Are someone know where I  can get those , and If some manufacture is planning on release some sort of this aspect ratio monitor ?  

Even some korean manufacturer are appreciate.


----------



## qubit (Dec 14, 2016)

Here's a used one:

http://www.ubbcentral.com/store/item/IBM-T221-LCD-Monitor-9503-DG3-3840x2400_171974816531.html


----------



## argon (Dec 14, 2016)

yes that is a good one ibm, but I dont want to change a 2012 120hz monitor for a 2003 49.5hz monitor  :/


----------



## DeathtoGnomes (Dec 14, 2016)

have you tried searching Newegg.com?


----------



## argon (Dec 14, 2016)

I dont live in the Us , they dont ship to eu .


----------



## TrancëJay (Jan 8, 2017)

3840x2400 is an old dead thing IBM exclusive, not really an standard.
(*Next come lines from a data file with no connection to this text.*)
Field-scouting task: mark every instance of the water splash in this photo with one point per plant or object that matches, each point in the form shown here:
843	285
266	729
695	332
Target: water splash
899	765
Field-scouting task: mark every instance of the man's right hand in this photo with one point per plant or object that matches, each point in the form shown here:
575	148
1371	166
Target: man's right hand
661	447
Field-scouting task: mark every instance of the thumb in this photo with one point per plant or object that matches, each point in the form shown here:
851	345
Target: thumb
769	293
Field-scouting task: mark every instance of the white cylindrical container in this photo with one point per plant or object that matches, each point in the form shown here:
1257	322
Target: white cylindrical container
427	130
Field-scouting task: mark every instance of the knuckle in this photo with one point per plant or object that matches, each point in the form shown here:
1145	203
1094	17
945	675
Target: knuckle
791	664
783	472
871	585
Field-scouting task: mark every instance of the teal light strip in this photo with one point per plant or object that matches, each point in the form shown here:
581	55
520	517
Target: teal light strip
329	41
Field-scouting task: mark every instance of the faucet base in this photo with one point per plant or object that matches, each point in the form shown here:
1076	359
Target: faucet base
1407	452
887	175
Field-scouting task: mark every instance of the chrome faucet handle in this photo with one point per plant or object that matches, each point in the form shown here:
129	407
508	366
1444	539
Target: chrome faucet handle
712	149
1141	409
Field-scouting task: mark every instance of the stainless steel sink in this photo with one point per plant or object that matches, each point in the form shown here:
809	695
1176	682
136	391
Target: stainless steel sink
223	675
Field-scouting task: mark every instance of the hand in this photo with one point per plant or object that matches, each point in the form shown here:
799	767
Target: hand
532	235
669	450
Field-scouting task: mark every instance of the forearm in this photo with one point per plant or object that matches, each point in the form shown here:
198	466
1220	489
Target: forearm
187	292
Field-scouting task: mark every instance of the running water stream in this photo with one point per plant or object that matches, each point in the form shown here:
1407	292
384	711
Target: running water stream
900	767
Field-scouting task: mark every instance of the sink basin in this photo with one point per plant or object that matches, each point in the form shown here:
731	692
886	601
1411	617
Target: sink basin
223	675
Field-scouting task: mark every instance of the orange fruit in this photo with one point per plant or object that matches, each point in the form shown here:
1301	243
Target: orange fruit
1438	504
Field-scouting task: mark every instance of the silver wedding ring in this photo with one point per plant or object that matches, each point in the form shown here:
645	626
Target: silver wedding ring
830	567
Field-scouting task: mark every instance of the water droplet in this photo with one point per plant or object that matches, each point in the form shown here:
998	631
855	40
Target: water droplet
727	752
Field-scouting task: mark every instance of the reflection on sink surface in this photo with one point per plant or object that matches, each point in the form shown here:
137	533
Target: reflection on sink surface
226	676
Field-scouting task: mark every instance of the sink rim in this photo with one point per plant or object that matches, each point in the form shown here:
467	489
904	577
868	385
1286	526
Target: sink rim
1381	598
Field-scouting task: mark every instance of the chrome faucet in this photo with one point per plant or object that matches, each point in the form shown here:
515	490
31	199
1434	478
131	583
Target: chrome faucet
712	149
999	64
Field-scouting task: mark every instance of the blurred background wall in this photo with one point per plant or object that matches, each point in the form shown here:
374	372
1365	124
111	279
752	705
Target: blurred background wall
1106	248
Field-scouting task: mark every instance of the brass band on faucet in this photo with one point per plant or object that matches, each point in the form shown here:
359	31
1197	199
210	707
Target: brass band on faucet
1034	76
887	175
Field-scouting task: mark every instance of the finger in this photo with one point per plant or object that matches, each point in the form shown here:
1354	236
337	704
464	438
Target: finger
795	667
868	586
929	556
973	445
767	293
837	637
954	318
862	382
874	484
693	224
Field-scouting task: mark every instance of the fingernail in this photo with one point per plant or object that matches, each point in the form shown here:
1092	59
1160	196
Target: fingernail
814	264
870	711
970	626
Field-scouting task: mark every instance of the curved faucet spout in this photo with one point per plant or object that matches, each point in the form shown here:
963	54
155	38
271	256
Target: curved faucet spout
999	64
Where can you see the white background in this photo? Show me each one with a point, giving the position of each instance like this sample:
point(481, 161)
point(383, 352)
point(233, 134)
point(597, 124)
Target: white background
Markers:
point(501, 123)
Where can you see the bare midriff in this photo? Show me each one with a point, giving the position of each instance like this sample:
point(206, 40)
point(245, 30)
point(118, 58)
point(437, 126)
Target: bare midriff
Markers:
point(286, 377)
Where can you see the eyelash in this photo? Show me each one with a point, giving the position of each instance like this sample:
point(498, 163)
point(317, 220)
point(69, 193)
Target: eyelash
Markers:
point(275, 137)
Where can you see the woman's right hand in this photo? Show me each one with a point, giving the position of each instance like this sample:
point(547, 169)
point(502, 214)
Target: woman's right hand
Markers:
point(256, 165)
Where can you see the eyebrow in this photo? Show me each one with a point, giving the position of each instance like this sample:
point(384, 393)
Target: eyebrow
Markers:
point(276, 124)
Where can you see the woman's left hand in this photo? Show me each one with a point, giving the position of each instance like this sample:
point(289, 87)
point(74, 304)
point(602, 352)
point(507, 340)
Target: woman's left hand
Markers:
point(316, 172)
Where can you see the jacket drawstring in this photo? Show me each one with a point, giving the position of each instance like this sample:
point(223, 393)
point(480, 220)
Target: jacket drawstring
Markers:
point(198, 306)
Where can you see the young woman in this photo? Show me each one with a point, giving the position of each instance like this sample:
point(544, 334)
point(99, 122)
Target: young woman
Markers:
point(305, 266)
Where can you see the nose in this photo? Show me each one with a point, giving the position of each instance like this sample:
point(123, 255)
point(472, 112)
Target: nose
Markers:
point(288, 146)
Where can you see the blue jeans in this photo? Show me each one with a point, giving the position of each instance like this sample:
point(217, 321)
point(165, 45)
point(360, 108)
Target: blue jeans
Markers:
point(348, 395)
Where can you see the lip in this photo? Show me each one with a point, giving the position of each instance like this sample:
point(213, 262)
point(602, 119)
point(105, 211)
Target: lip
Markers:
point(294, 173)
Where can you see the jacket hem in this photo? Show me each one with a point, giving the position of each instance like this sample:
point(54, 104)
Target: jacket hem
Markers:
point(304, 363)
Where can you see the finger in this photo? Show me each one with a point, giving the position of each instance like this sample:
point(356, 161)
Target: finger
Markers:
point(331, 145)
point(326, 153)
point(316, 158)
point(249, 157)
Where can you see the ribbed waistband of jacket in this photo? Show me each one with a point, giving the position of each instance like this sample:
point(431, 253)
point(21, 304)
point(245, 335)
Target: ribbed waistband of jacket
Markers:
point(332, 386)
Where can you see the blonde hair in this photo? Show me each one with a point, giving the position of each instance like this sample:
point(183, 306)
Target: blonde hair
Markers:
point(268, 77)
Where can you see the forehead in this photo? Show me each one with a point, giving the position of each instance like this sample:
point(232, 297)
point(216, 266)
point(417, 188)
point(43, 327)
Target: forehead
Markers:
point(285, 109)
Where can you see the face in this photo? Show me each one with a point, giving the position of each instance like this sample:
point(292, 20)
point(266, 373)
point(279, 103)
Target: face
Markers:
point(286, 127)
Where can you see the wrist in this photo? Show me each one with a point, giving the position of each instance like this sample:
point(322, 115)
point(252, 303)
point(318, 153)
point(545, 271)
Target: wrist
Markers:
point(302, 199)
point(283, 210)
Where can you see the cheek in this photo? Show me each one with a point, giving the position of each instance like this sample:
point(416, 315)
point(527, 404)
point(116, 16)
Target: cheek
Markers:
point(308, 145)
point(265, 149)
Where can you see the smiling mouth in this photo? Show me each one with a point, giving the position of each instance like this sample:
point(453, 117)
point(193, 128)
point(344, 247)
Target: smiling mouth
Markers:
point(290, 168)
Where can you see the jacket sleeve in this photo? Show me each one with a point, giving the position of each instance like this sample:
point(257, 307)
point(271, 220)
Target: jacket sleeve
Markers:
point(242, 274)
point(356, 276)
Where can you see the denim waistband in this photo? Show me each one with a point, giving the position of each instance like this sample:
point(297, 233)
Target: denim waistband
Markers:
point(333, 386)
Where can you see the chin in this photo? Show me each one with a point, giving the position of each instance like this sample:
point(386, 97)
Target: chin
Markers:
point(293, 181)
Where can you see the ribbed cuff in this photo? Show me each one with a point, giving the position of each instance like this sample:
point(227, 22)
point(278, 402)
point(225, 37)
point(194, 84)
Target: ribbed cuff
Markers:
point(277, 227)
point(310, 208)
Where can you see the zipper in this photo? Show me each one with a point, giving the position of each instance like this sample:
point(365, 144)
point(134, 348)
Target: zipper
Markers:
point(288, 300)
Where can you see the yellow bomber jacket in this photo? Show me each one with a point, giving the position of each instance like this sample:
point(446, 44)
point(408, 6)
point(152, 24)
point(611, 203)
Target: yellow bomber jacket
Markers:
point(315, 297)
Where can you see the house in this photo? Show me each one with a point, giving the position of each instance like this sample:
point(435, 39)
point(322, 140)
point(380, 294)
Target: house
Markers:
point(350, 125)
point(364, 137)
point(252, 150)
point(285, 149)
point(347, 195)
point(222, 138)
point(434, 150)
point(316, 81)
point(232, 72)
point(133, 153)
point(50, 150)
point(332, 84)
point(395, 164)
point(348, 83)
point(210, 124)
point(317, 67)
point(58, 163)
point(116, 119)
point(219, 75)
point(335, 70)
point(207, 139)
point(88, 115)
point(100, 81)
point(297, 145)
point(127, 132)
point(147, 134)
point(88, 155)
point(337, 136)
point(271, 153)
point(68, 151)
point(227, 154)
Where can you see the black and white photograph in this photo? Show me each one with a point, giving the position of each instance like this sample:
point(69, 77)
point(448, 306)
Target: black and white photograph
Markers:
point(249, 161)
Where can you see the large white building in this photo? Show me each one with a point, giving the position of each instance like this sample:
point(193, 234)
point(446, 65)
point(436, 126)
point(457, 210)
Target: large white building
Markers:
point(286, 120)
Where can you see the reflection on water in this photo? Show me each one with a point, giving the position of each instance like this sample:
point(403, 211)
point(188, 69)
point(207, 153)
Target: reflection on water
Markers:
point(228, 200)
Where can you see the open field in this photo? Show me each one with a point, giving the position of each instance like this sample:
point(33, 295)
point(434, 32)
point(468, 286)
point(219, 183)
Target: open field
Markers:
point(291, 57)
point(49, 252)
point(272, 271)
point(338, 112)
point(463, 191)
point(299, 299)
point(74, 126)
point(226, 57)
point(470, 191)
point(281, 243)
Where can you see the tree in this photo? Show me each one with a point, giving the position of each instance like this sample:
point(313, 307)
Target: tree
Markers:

You will find nothing new and the difference is not really that big compared to 3840x2160


This is the "closest" you will find:

http://www.ebay.it/itm/Dell-UltraSh...136440?hash=item1a23584278:g:IkoAAOSw4shX9so3


----------



## FordGT90Concept (Jan 8, 2017)

DeathtoGnomes said:


> have you tried searching Newegg.com?


I did a day or two ago.  The highest resolution offered in 8:5 was 2560x1600 and the asking price is ridiculous.  Market forces have pretty much killed off 8:5.


----------



## argon (Jan 9, 2017)

TrancëJay said:


> 3840x2400 is an old dead thing IBM exclusive, not really an standard. You will find nothing new and the difference is not really that big compared to 3840x2160
> This is the "closest" you will find:
> Dell-UltraSharp-UP2715K



that is still a 16:9


----------



## P4-630 (Jan 9, 2017)

Don't tell me you plan to game at 4K with your current graphics card "R9-290X tri-x " ....


----------



## argon (Jan 9, 2017)

I was seriously looking at amd navi/vega ...  read the first post.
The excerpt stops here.